An appropriate cry in a week which also contained the Eurovision Song Contest.

So I find myself almost in the position of becoming one of those people who say “if there is a God then why does he allow…” and going on to list a whole litany of ills and injustices.  The answer is I don’t know, as I have previously said. No idea. Absolutely not a Scooby.

I have been here before, like T S Eliot in Little Gidding:

If you came this way,
Taking the route you would be likely to take
From the place you would be likely to come from,
If you came this way in may time, you would find the hedges
White again, in May, with voluptuary sweetness.
It would be the same at the end of the journey,
If you came at night like a broken king,
If you came by day not knowing what you came for,
It would be the same, when you leave the rough road
And turn behind the pig-sty to the dull facade
And the tombstone. And what you thought you came for
Is only a shell, a husk of meaning
From which the purpose breaks only when it is fulfilled
If at all. Either you had no purpose
Or the purpose is beyond the end you figured
And is altered in fulfilment

I hope I feel better, physically and spiritually, next week. What I think I need at the moment is some sort of spiritual Lem-Sip. Something to dull the pain and make me see things more clearly.  Sadly, I don’t think you can get it from Sainsburys.
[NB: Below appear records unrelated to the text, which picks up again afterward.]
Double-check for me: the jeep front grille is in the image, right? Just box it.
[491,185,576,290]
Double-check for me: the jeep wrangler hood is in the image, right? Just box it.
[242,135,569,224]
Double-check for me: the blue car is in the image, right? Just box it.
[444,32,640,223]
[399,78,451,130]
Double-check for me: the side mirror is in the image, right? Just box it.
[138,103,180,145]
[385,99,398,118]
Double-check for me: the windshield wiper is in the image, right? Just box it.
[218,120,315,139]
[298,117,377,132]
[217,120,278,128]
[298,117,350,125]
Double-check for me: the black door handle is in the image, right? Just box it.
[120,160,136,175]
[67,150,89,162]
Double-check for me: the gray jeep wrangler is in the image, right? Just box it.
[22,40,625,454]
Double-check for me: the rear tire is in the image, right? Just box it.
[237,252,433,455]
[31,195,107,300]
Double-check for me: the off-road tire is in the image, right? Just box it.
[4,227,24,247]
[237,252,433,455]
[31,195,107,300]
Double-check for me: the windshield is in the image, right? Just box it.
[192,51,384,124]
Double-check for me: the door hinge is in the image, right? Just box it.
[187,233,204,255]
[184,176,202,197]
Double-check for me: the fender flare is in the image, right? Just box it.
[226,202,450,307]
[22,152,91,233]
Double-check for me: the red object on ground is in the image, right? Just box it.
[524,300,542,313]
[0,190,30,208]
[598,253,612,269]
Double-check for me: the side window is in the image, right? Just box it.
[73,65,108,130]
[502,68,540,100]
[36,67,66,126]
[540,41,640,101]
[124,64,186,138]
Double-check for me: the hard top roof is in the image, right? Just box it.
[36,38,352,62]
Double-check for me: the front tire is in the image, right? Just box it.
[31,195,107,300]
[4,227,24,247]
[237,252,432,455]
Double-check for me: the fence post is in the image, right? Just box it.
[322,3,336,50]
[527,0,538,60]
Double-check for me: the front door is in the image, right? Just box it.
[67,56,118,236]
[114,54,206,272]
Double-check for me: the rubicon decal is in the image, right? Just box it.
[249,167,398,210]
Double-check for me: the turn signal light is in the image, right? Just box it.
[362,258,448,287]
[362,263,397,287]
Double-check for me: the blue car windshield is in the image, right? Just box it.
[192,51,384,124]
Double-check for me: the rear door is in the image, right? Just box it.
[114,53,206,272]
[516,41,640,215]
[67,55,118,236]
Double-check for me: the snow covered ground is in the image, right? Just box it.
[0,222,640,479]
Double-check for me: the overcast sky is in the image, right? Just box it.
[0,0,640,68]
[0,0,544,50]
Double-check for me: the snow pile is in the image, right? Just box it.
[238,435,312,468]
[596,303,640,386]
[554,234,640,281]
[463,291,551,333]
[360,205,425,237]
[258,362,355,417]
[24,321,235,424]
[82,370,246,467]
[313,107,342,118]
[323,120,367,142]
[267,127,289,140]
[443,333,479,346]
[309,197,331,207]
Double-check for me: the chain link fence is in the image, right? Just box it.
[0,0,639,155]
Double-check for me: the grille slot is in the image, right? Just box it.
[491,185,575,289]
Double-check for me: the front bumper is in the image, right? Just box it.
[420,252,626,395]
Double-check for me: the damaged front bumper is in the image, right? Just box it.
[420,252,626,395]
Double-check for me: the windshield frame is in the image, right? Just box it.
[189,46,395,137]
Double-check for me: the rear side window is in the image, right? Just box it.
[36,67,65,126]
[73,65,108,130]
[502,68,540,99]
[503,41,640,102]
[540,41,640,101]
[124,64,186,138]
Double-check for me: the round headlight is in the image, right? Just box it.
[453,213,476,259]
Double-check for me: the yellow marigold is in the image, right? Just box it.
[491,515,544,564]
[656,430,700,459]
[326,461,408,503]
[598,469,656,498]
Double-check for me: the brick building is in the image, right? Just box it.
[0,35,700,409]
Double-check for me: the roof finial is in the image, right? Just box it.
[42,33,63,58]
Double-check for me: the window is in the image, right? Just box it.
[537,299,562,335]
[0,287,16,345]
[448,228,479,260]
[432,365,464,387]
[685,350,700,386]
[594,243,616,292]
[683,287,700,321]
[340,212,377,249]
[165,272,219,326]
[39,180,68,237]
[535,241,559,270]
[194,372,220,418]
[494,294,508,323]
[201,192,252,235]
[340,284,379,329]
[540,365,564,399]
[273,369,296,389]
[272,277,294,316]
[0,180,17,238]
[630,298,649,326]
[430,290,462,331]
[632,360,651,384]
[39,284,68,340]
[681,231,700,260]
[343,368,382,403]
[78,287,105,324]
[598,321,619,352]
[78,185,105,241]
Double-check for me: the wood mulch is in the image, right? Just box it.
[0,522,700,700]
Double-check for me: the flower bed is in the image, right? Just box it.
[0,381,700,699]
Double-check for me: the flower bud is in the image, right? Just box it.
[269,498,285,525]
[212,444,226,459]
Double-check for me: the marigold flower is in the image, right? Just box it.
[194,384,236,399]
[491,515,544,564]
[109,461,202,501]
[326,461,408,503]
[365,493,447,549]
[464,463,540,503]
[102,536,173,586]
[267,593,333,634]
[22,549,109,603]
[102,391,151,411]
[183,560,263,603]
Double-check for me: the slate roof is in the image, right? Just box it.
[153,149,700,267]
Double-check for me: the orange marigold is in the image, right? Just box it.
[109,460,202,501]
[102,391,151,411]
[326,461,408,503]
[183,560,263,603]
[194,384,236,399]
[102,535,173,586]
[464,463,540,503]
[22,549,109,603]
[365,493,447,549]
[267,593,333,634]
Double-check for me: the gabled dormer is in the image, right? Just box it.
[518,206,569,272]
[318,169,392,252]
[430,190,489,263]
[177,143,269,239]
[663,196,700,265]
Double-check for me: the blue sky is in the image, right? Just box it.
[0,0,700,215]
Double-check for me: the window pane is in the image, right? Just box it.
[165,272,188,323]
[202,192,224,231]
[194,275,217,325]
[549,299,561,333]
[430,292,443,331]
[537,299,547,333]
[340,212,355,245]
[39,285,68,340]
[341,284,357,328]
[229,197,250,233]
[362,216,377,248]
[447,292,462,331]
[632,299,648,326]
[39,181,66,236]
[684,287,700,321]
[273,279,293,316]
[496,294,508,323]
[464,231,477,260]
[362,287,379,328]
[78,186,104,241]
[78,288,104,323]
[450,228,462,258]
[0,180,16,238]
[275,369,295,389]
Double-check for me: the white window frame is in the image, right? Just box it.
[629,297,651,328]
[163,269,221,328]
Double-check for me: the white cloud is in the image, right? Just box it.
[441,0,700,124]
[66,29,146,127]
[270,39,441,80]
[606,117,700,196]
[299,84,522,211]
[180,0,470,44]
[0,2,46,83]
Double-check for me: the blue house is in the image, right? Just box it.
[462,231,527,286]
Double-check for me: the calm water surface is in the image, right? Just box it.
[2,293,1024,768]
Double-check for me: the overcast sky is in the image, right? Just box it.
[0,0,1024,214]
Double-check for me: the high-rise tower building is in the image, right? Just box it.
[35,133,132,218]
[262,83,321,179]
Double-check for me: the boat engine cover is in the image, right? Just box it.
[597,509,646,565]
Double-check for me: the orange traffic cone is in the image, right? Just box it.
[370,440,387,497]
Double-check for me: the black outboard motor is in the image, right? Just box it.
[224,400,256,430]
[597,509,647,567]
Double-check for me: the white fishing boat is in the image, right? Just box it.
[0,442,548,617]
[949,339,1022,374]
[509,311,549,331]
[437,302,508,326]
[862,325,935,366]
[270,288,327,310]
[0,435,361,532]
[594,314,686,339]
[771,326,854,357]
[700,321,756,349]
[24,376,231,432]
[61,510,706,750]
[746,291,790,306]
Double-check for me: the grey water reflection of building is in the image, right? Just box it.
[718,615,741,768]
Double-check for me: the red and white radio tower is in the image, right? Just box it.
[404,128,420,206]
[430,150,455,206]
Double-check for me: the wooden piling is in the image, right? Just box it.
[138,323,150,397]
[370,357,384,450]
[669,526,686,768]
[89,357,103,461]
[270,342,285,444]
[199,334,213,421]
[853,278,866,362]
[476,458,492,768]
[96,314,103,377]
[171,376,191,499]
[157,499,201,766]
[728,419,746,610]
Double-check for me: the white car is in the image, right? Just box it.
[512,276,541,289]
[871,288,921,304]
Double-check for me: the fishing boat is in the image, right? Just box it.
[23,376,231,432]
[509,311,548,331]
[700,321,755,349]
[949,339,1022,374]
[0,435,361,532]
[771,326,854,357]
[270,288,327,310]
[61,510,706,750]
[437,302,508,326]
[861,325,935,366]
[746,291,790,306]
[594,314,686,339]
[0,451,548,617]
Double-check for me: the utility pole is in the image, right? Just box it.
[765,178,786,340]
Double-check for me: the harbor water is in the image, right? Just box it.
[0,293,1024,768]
Anyway, it’s Sunday teatime and all I have done all day is doze off and write this blog. I must get well and get on. People are depending on me. But I think that’s it for today, at least for what passes for intellectual effort. I don’t really know why I am writing a spiritual blog at all these days when the only spiritual experiences I have are largely incommunicable. At the moment it feels like that low point after a major defeat when the confused survivors have fled the field where you have to just trust that somehow, tomorrow is another day and everything will sort itself out somehow.  The Platonist in me tells me that there is something good in everything I see, which is, I suppose, all that Julian of Norwich was saying as well. Perhaps it’s time to call in Abba after all.